Avoid harmful fall-out from outages with extreme reliability at marginal cost

Pragmatic solutions based on emergency national roaming do not have to compromise operators’ assets or businesses

Across the western world, failures in communications networks are infrequent, but come at the expense of personal safety, data security and business continuity. The recent Rogers outage in Canada lasted nearly a day, while the UK experienced a similar outage in December 2018 from O2’s network. Both felt like they lasted a very long time because our economy is internet-reliant and they become more problematic in an emergency, when people need to call the emergency response services.

Recently Rogers acknowledged that 2.92 million wireline and 10.242 million wireless customers were impacted during the blackout. While subsequent reports determined that it did not breach service level agreements (SLA) with retail customers, Rogers is assessing if it breached SLAs with its vendors.

Update errors

Rogers’ outage was caused by an update to the distribution routers in its network, which caused Rogers’ internet gateway, core gateway and distribution routers to cease communication with one another, as well as with Rogers’ cellular, enterprise and cable networks.

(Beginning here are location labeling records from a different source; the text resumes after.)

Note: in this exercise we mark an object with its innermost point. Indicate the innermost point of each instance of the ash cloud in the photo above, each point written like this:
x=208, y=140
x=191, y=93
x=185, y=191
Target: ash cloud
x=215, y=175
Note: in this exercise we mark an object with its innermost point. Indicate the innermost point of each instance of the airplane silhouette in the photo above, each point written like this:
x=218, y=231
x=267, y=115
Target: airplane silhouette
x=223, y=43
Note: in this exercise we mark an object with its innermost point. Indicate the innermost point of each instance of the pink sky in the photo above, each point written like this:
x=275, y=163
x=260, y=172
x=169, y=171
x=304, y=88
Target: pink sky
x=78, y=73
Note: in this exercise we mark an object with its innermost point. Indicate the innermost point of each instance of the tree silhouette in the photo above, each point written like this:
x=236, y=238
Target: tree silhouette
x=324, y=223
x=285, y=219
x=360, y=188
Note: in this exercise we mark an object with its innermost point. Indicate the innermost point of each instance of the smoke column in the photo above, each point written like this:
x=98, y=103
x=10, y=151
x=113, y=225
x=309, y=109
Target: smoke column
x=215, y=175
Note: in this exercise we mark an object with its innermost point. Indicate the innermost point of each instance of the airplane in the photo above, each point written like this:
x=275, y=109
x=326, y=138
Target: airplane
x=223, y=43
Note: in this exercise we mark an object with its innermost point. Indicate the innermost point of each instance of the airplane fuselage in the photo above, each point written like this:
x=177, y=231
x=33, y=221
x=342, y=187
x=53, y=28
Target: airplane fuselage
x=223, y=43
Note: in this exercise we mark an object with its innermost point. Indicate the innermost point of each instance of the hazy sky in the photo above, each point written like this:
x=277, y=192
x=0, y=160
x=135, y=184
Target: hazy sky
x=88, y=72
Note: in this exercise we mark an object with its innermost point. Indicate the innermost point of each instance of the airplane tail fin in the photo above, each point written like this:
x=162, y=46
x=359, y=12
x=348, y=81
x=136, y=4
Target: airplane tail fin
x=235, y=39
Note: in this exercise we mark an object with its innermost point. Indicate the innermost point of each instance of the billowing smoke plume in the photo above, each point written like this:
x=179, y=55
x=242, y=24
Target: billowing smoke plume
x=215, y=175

The network of mobile operator O2 experienced an outage in December 2018 affecting all of its 25 million customers. A recent Ofcom inquiry concluded that O2’s outage was significant, and that the disruption was caused by an issue with software provided by Ericsson. A fault in this critical software, linked to the expiry of a ‘security certificate’, caused the software to fail and disrupted O2’s network[1].

Both these outages were caused by software bugs – unintentional errors rather than malicious activity – and made headline news for good reason: millions are inconvenienced or put at risk. We have recently seen IoT networks fail, impacting or idling a variety of systems such as information signs, in-store payments, mobility networks and more.

So the question is whether these very public failures of policy and of systems are fixable?

The path to network reliability

Outages like those described are rare, which is partly why they make front-page news. There has not been a complete failure of a mobile network in the UK since 2018, but there have been many less notorious cases of local unavailability of services and applications.

Mobile networks comprised millions of lines of code and some of the most advanced technology in existence. That they fail as infrequently as they do is amazing (by way of comparison, just think how often your PC or laptop needs a reboot). While we should ensure that they are as reliable as possible, complete reliability is not feasible, and going from, for example, one failure every five years to one every 20 years carries a very high cost that will be passed onto consumers who may not value the additional reliability as much as the raised cost. So all stakeholders must accept that perfection is a journey not a destination, and that the risks are always with us.

Potential solutions

Governments often believe that they should get involved – not least when loud calls for “something to be done” echo in national parliaments – and there can be a role for intervention, but like most things done in haste, they tend to be ill-judged. Governments focus on security threats and worry loudly about Chinese equipment, and while these are potential risks, they should worry at least as much about insufficiently tested software and unintended errors.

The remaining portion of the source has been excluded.